Yesterday (Feb 22) we went to John’s Hopkins so I could get a botox shot to reduce my dribbling, and see my neurologist.  It was a different botox doctor this time. The shot I had six months ago was effective for about three months but we couldn’t recall how effective. Since I had no adverse results and that dose was very low, he gave me a higher dose. 

It’s always a delight being with my neurologist. He’s Indian and worked in the UK before moving here He was distant the first time we met but since the second time he has enjoyed and reciprocated my Namascar greeting with hands in the prayer gesture.
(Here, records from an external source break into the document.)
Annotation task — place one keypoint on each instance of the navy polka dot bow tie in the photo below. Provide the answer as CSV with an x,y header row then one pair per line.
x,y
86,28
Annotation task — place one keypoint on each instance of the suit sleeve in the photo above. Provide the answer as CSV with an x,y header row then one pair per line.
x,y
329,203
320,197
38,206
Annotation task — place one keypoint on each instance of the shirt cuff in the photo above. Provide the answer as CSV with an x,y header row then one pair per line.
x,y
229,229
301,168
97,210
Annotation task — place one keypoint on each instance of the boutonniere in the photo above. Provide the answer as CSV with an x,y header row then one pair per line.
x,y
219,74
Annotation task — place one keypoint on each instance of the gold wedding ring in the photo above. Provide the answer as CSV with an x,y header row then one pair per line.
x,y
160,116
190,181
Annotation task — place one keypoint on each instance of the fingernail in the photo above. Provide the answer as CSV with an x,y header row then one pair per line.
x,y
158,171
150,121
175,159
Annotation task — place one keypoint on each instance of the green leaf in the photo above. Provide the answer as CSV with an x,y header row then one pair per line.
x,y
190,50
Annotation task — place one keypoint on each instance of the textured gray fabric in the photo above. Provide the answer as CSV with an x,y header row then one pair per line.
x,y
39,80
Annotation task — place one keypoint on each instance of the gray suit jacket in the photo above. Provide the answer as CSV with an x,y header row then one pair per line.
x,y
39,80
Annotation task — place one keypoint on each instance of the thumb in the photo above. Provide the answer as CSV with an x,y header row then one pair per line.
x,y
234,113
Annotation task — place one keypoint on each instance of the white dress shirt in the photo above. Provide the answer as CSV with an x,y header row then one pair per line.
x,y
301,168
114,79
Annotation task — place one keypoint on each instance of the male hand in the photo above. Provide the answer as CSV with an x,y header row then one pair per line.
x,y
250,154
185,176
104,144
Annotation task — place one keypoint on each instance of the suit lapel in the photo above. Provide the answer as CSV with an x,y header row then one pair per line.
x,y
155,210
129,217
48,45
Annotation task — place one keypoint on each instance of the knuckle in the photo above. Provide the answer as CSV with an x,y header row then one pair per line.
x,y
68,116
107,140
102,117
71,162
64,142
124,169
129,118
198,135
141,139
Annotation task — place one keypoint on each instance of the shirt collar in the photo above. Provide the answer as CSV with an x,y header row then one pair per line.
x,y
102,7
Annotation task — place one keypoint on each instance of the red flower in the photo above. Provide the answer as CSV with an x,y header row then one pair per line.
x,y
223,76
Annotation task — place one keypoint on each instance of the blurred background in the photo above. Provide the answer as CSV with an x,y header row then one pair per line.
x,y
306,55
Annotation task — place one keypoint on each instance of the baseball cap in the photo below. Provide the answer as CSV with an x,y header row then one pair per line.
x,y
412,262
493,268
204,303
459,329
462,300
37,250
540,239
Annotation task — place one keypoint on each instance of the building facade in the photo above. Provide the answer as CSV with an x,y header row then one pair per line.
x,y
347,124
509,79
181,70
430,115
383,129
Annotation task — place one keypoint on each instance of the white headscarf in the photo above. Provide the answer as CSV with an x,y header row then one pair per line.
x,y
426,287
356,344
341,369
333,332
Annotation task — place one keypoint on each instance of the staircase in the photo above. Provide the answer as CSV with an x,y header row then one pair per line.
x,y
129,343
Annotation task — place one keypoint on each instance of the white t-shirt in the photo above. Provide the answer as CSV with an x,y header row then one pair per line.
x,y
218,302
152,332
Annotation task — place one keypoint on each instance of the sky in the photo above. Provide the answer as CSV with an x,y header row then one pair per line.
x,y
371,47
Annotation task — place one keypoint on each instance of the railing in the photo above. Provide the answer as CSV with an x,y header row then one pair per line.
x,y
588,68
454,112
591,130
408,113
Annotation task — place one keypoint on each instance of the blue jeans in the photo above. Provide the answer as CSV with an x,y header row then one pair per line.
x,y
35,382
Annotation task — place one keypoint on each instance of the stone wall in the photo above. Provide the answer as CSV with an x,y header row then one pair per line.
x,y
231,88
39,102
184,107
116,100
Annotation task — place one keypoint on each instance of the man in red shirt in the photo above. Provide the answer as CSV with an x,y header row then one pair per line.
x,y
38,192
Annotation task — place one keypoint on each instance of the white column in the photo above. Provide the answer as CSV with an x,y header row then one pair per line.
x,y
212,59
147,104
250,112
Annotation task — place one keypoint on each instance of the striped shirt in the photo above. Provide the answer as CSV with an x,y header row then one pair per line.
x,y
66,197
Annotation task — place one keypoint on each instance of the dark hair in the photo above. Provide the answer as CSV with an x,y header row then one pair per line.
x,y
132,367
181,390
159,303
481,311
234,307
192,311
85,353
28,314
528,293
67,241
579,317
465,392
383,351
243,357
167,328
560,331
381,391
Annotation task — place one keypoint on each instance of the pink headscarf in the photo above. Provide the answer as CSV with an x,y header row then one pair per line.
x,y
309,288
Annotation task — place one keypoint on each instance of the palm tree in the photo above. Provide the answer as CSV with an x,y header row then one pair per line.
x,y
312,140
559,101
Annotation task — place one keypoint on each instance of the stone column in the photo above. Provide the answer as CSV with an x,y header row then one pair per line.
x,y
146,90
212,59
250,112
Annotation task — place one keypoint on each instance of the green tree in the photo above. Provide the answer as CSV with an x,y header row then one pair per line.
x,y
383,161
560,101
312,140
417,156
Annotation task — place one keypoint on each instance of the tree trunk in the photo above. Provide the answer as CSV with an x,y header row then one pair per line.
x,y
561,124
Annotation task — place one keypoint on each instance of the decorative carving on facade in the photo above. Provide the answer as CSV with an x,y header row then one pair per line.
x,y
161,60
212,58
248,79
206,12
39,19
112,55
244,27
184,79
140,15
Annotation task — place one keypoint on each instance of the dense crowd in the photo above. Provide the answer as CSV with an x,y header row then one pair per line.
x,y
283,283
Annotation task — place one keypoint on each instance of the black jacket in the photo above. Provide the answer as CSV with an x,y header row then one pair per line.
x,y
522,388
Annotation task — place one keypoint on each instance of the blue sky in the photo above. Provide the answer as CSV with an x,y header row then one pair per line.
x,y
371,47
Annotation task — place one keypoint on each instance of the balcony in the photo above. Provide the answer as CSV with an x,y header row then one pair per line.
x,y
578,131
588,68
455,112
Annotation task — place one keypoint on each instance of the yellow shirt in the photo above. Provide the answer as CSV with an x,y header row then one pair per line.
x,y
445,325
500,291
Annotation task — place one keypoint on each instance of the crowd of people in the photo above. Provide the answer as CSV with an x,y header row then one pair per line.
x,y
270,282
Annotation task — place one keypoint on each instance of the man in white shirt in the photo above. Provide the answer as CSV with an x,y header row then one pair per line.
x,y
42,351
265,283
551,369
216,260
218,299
He’s intrigued by my trekking in Nepal and my Tibetan Buddhism, he enjoys Felicity’s thoughtful questions and he likes our happy acceptance of what he so regrets is untreatable. 
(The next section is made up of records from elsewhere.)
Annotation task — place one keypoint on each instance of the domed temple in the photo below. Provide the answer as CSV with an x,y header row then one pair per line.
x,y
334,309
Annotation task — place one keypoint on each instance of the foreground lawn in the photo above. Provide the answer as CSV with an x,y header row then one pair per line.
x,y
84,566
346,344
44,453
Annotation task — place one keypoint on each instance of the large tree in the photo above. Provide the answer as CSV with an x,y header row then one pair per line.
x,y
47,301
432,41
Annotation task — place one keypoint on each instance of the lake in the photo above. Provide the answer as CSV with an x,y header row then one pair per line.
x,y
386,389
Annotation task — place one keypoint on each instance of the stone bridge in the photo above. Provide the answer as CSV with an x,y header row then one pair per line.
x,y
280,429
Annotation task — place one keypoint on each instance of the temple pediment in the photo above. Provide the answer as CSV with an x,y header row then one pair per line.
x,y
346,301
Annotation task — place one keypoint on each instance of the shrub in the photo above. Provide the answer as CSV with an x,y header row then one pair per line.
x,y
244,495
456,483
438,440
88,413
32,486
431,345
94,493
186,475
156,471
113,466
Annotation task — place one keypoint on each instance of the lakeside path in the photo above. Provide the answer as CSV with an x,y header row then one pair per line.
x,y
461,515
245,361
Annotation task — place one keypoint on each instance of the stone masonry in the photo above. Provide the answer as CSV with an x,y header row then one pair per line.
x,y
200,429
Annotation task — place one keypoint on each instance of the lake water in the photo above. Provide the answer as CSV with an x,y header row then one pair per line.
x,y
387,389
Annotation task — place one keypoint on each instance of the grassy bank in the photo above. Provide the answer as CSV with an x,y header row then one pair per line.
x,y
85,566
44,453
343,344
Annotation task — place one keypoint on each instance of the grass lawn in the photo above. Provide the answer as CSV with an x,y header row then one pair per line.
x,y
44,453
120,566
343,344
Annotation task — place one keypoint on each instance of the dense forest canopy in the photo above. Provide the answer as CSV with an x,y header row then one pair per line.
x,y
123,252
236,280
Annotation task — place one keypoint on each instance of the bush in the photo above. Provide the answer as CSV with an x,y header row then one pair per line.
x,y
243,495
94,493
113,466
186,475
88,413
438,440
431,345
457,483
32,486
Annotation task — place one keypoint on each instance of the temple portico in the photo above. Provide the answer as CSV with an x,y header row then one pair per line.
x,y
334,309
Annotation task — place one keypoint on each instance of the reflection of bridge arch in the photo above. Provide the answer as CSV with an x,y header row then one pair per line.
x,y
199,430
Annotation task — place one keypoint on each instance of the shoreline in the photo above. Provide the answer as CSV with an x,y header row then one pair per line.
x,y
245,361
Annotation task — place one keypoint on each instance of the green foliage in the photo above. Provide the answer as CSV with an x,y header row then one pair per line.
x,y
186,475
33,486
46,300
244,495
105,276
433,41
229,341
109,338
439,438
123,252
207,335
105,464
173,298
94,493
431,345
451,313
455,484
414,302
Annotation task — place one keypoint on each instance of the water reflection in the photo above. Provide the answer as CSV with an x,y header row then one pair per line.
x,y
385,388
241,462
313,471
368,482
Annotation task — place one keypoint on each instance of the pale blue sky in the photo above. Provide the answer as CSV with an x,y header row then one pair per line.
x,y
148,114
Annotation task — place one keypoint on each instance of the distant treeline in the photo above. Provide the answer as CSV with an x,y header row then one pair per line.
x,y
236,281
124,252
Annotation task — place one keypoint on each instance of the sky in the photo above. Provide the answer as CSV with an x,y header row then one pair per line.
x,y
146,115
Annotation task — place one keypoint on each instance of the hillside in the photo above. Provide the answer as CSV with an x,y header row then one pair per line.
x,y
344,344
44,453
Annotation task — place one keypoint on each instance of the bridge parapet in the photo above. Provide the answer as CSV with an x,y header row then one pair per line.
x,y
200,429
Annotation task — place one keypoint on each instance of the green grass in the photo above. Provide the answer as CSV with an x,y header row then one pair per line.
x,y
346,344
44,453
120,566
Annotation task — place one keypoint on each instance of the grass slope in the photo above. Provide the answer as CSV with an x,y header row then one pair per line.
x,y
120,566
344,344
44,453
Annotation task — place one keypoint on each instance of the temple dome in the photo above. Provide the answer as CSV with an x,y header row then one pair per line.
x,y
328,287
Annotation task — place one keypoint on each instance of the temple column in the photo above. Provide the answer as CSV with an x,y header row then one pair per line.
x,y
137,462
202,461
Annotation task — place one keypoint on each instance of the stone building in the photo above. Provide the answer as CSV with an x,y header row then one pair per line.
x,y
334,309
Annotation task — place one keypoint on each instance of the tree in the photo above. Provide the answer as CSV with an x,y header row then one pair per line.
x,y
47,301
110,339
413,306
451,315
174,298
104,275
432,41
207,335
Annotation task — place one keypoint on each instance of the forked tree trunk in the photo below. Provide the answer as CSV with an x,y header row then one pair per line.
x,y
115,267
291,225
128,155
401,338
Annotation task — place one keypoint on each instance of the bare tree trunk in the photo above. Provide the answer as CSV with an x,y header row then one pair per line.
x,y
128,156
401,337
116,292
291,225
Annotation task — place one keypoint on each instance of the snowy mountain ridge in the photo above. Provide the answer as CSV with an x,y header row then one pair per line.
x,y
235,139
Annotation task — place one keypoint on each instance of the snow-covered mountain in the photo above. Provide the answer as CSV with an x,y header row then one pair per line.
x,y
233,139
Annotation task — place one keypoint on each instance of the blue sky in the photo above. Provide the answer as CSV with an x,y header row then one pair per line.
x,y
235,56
When he tested my muscle strength and found my right arm and leg weaker than my left he said: “you’re right handed”.  Having observed me rising to greet him then sitting comfortably while he questioned us, he said: “the clinic measured your lung capacity as 15%. It can’t be as low as that”, which is what we thought from the outset. 
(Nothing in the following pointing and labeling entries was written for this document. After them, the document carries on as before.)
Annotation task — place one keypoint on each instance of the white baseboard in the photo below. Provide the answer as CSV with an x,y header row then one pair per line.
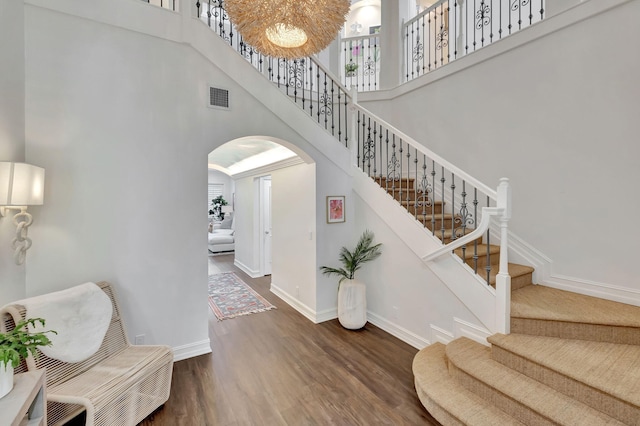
x,y
440,335
462,328
327,315
629,296
251,272
309,313
397,331
191,350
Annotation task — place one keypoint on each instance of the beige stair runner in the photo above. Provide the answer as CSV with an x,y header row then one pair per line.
x,y
589,376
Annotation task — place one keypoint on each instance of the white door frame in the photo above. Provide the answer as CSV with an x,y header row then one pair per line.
x,y
265,225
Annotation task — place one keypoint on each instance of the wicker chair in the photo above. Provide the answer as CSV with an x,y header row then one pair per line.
x,y
121,384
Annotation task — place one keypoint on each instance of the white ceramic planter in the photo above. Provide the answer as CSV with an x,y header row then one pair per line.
x,y
6,379
352,304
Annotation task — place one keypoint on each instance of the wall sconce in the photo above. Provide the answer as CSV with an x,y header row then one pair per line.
x,y
21,185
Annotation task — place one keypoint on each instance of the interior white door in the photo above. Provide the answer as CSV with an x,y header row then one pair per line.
x,y
266,225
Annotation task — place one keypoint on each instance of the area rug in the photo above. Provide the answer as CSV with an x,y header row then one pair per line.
x,y
230,297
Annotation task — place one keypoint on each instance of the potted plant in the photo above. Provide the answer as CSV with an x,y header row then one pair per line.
x,y
216,207
15,346
352,297
351,69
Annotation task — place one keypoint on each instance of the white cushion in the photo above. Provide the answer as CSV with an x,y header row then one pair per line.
x,y
216,238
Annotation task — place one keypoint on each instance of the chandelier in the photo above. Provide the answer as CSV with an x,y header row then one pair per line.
x,y
288,28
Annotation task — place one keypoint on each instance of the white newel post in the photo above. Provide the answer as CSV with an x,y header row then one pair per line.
x,y
6,378
503,280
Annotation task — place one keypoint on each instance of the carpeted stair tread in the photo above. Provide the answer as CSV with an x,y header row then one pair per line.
x,y
446,400
609,368
525,399
482,251
515,271
548,303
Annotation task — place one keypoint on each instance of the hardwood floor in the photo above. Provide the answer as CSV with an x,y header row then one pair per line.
x,y
278,368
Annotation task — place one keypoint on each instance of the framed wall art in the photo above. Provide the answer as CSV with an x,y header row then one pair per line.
x,y
335,208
So, I’m weaker than when we saw him six months ago but we knew that. There’s no way to predict the future rate of decline so we didn’t ask. The good news is the dryness in my eyes results from the anti-drooling meds so that should clear up now I have the botox and have stopped the meds. 

There was a tremendous rate of flow the day after I stopped the saliva meds. That was yesterday. This morning the flow is less. The botox is starting to kick in 🙂

Feb 28 – To My Family

Condolences from a dear friend about my declining strength brought something into clear focus this morning.  I knew it before and I was pretty much living that way but it wasn’t crystal clear in my mind. 

To be happy we must differentiate between our circumstances and how we respond to them. 

The acceptance Buddhist and other teachers speak of means clear eyed acceptance that our circumstances are as they are in this moment. 

We cannot be happy and act in the best way if we are preoccupied with wishing our circumstances were different. 

If we recognize our circumstances wholly accurately, however, we can act to change them if that’s possible and if it isn’t, we can act in harmony with them.

Almost all my life I could talk and enjoy food and tasty drinks. I can never do either again but I can still communicate and get enough nourishment via my feeding tube. I can even get some fragrance by adding spices to my soy-casein formula. 

Almost all my life I’ve been strong enough to do what I wanted to do. I’ve lost most of that strength now and I’m losing the rest but there are still things I can do and there will continue to be until the end. 

What’s important is I can adapt. It would so sad to waste any of my life regretting what I can’t do instead of doing what I can, which might just be watching a dozen deer in the field opposite as I did yesterday evening.

All this is very obvious but I’ve been surprised by suddenly recognizing obvious truths before so I thought I’d mention this, anyway.  I hope the way I’ve explained it makes sense.

Trek Logs and More

Over here is a collection of trek and travel logs and pieces about the geography, history and people where I traveled. I was going to publish the Himalayan ones as a book but trek logs and the other material would most likely have appealed to different audiences. I left the geography chapters as they were but went back to the original trek logs and added many photos.

Although I’m posting them in chronological order I’m pretty sure that’s not the best way to read them. On my Spring 2003 treks in Sikkim and Nepal I found something that resonated in me very strongly but I had to research and go back to see what it might be. I’d learned a lot before my Fall 2004 trek to Kanchenjunga, was fitter and didn’t get sick, so I was more aware.

I think either the 2004 Kanchenjunga or the 2005 Tibet trip are the best places to start. The Iceland and a couple of other logs introduce people and themes that recur so they are probably best left for later. The history chapters can be read in any order as questions arise.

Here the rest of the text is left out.